Strengthening Your Pelvic Floor

One of the best things you can do to avoid becoming incontinent, and to improve the symptoms of stress incontinence is strengthen the pelvic floor muscles. These muscles control the bladder, and along with the urinary sphincter help to control urination. These muscles open and close the urethra, and support the bladder as you exert yourself. If they become weak, even simple exertions such as walking, standing or lifting something can lead to a urine leak.

How can you strengthen pelvic floor muscles? Try the following:

1. Kegels. This is going to be one of the first things your urologist or doctor suggest doing. A Kegel is an exercise where you squeeze your pelvic floor muscles as if you are trying to stop urine midstream. You hold for 3-5 seconds, then release. Doing 3-4 sets of 10 each day can help to strengthen these muscles, and improve stress incontinence, as well as reduce the risk of urge incontinence.
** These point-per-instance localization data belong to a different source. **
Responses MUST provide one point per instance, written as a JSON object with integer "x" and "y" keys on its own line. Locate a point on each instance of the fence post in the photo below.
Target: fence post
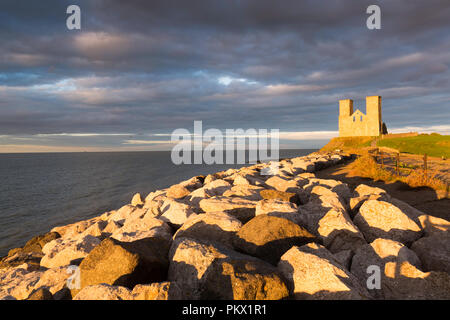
{"x": 425, "y": 167}
{"x": 381, "y": 158}
{"x": 397, "y": 164}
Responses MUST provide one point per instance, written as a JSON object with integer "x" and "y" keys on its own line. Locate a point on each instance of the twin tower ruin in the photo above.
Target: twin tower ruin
{"x": 359, "y": 124}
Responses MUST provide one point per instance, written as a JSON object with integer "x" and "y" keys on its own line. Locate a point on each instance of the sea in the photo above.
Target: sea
{"x": 39, "y": 191}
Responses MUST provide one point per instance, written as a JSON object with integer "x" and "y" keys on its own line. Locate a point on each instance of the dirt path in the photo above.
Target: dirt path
{"x": 424, "y": 199}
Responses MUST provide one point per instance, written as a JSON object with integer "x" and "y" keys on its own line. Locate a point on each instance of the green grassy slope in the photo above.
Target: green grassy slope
{"x": 434, "y": 145}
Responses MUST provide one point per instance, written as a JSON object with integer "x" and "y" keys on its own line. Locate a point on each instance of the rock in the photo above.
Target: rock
{"x": 125, "y": 263}
{"x": 268, "y": 237}
{"x": 74, "y": 229}
{"x": 110, "y": 228}
{"x": 302, "y": 165}
{"x": 55, "y": 281}
{"x": 208, "y": 271}
{"x": 193, "y": 183}
{"x": 248, "y": 192}
{"x": 344, "y": 258}
{"x": 17, "y": 282}
{"x": 433, "y": 225}
{"x": 337, "y": 187}
{"x": 218, "y": 227}
{"x": 40, "y": 294}
{"x": 209, "y": 178}
{"x": 337, "y": 232}
{"x": 216, "y": 187}
{"x": 241, "y": 278}
{"x": 96, "y": 229}
{"x": 140, "y": 228}
{"x": 156, "y": 195}
{"x": 241, "y": 209}
{"x": 189, "y": 260}
{"x": 281, "y": 184}
{"x": 175, "y": 212}
{"x": 356, "y": 202}
{"x": 17, "y": 257}
{"x": 380, "y": 219}
{"x": 153, "y": 206}
{"x": 405, "y": 281}
{"x": 196, "y": 196}
{"x": 379, "y": 253}
{"x": 137, "y": 200}
{"x": 127, "y": 212}
{"x": 364, "y": 190}
{"x": 61, "y": 252}
{"x": 157, "y": 291}
{"x": 240, "y": 180}
{"x": 177, "y": 192}
{"x": 104, "y": 292}
{"x": 37, "y": 243}
{"x": 280, "y": 195}
{"x": 434, "y": 252}
{"x": 312, "y": 272}
{"x": 274, "y": 205}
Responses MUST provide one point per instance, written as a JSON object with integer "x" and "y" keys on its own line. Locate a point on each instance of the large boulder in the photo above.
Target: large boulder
{"x": 104, "y": 291}
{"x": 55, "y": 281}
{"x": 218, "y": 227}
{"x": 434, "y": 252}
{"x": 125, "y": 263}
{"x": 240, "y": 208}
{"x": 433, "y": 225}
{"x": 313, "y": 272}
{"x": 379, "y": 253}
{"x": 177, "y": 191}
{"x": 380, "y": 219}
{"x": 40, "y": 294}
{"x": 269, "y": 237}
{"x": 209, "y": 271}
{"x": 282, "y": 184}
{"x": 405, "y": 281}
{"x": 216, "y": 187}
{"x": 175, "y": 212}
{"x": 62, "y": 251}
{"x": 17, "y": 283}
{"x": 137, "y": 200}
{"x": 157, "y": 291}
{"x": 337, "y": 232}
{"x": 339, "y": 188}
{"x": 140, "y": 228}
{"x": 248, "y": 192}
{"x": 268, "y": 206}
{"x": 31, "y": 253}
{"x": 280, "y": 195}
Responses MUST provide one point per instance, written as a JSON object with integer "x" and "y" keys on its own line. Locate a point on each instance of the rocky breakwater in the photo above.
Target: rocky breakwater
{"x": 238, "y": 234}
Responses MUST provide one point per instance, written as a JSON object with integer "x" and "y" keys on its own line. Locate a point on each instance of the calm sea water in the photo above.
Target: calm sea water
{"x": 41, "y": 191}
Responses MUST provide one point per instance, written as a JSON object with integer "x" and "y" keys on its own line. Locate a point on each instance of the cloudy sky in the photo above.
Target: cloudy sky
{"x": 139, "y": 69}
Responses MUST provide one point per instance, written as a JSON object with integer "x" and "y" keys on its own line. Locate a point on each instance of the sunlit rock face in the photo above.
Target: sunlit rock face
{"x": 313, "y": 272}
{"x": 380, "y": 219}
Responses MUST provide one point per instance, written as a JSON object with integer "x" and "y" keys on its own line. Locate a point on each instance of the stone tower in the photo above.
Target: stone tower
{"x": 357, "y": 123}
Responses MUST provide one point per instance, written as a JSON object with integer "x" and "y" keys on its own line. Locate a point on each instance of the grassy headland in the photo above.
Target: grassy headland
{"x": 369, "y": 166}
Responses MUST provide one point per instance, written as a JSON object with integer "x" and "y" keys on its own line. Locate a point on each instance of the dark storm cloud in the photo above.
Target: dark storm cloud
{"x": 153, "y": 66}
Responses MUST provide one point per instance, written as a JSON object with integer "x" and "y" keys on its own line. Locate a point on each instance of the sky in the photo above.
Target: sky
{"x": 137, "y": 70}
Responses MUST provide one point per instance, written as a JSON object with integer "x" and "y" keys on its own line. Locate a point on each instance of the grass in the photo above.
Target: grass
{"x": 348, "y": 143}
{"x": 434, "y": 145}
{"x": 366, "y": 166}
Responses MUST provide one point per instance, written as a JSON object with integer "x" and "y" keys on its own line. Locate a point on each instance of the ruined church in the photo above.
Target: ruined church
{"x": 359, "y": 124}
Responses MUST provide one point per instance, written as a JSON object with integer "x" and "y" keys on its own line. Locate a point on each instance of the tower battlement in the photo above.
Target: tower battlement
{"x": 356, "y": 123}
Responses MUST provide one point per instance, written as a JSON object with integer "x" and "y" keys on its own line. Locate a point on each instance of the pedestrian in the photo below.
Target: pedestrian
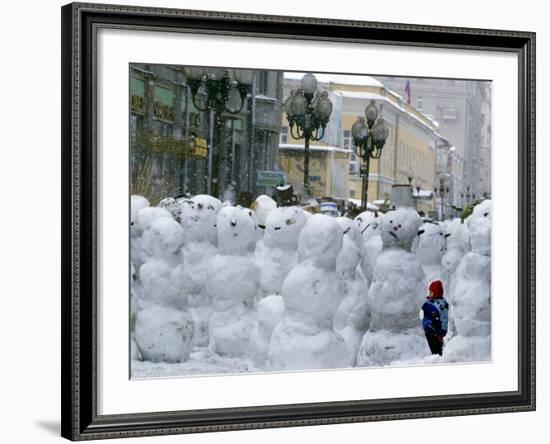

If you are not sure if you are using the right muscles, talk to a nurse or doctor. They can help you determine if you are tightening the right muscles, and getting the best results possible. Many mistakenly practice incorrectly, and thus as not getting the results they want to see. It is best to first begin Kegels lying down. It can take 3-6 weeks before seeing improvement, but if you keep at it, doing 3 sets or more a day, you will find that your pelvic floor muscles are stronger and you leak less.

2. Biofeedback. This is a behavior therapy that is used to train the pelvic floor muscles using Kegels. It helps you to target the right muscles. The way it works is sensors are placed near the muscles being monitored, and they provide feedback when you tighten those muscles or do Kegels. This is very helpful because you get to see if you are doing the Kegel exercises correctly. Using biofeedback until you feel confident about your ability to exercise without equipment can help you make sure you are strengthening the muscles that need to be strengthened to reduce incontinence episodes.

3. Vaginal weights. Vaginal weights are another option for strengthening the pelvic floor in conjunction with Kegel exercises. Basically a cone-shaped weight or weights are placed in the vagina, and you contract the pelvic floor muscles to keep it from falling out. There may be a variety of weight levels so that you can build up your muscle strength and gradually move up to heavier weights as your muscles become stronger.

No matter what option you choose, doing it on your own, using biofeedback to target specific muscles, or using vaginal weights, it is important to do these strengthening exercises three times daily. Exercise lying down, sitting up, and then standing. One of the great things is, that while this takes about five minutes each time, Kegel exercises can be done anytime, anywhere, as they are discreet.